Three weeks before she was set to compete in the Shure Montreux Jazz Voice Competition in Switzerland, Arta Jekabsone, Jazz ’17, injured her voice so badly her doctor advised her not to perform. Armed with a stubborn attitude, and encouraging words from her professors, Jekabsone traveled to the festival anyway. She won first place.
If the experience taught her anything, it’s that “you don’t always need a beautifully sung melody or perfect pitch” to connect with listeners.
“The process of creativity inspired me to enter the competition,” said Jekabsone. “I had taken classes with La Tanya Hall, who opened my eyes to the fact that sometimes, the story you tell is the key to reaching the hearts of the audience.”
Jekabsone’s winning performance featured a song delivered in her mother tongue of Latvian, underscoring the international flavor of the highly competitive festival.
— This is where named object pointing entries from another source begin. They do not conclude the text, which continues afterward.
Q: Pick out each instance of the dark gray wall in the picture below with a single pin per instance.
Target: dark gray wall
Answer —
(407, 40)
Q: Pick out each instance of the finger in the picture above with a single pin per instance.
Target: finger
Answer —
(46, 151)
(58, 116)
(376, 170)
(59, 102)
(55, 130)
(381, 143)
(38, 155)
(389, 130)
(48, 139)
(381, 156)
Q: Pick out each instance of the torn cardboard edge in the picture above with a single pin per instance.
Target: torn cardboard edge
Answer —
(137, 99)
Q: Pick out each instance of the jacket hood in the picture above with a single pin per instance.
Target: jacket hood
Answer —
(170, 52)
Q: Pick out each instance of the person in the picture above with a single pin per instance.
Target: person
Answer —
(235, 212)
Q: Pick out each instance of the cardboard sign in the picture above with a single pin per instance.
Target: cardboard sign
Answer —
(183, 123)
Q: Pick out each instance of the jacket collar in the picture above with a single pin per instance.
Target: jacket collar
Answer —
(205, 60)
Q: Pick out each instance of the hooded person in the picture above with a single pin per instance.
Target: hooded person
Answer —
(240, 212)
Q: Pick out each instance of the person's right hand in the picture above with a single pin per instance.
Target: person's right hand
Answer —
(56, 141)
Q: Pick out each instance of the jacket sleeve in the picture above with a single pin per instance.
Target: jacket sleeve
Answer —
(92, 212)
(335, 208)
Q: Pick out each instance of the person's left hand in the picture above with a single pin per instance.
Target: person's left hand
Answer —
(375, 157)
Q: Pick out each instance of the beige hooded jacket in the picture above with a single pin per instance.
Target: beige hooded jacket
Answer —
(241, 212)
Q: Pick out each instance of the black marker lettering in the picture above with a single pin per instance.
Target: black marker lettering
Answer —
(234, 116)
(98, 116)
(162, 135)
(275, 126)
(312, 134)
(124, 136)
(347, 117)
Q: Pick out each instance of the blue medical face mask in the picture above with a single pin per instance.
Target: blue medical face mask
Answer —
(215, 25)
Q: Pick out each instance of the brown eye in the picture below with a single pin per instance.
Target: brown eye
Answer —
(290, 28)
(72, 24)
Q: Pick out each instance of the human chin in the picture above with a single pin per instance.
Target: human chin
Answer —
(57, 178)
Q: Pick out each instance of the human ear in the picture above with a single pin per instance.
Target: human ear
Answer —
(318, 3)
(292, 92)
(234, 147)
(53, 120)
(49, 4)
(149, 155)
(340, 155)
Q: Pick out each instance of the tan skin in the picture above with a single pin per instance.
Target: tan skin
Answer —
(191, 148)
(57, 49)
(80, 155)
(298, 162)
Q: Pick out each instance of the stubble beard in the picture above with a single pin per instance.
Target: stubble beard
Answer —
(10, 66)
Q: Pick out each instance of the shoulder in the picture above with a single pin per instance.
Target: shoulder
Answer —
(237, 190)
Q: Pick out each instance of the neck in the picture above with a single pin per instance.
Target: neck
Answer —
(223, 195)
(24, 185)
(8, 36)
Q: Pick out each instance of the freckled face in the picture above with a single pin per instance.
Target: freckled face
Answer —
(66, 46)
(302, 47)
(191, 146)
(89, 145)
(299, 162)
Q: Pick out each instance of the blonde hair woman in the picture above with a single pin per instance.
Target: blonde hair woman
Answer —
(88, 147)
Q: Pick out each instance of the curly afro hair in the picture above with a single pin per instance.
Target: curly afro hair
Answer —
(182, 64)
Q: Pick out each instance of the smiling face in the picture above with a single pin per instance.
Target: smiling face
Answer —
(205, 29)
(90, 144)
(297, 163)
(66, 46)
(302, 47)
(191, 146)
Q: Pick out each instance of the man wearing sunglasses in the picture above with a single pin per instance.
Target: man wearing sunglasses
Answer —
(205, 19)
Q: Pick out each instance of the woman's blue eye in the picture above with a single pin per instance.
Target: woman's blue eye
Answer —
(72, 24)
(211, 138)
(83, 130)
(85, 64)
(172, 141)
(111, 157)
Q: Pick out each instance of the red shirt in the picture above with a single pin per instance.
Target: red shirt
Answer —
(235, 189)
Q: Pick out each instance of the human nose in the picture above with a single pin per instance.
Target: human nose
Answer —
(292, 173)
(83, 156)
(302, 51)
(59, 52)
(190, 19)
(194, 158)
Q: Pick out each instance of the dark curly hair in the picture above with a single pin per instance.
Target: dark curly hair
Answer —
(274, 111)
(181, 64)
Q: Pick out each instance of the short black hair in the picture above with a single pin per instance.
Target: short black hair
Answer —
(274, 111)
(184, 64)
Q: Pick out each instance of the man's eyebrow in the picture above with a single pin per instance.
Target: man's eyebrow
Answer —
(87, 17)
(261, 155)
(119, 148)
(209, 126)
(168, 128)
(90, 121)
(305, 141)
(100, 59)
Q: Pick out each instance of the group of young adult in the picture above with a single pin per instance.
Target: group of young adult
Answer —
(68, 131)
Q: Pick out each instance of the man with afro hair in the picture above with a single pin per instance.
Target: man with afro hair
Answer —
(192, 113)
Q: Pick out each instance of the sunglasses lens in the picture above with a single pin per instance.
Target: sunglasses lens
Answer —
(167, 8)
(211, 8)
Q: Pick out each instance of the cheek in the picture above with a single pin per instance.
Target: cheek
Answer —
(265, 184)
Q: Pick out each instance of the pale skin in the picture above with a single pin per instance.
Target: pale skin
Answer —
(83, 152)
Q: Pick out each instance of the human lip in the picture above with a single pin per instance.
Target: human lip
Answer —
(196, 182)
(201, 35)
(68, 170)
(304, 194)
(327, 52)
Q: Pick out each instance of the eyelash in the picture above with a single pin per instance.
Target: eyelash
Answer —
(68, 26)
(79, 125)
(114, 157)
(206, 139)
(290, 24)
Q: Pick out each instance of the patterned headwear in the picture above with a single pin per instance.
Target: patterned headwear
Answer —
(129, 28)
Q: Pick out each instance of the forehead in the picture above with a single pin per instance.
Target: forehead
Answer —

Her application to the festival included two songs that were recorded with the help of New School musicians.
Jekabsone, who recently returned to Montreux for a week of workshops and performances, is starting her career with an acclaimed honor on her resume.
“I truly enjoyed the whole process, because for me it’s all about playing,” said Jekabsone. “The music scene has changed so much, as musicians have to be versatile, able to perform, teach, compose, and conduct business. I would love to see myself as a performing artist and composer in the future.”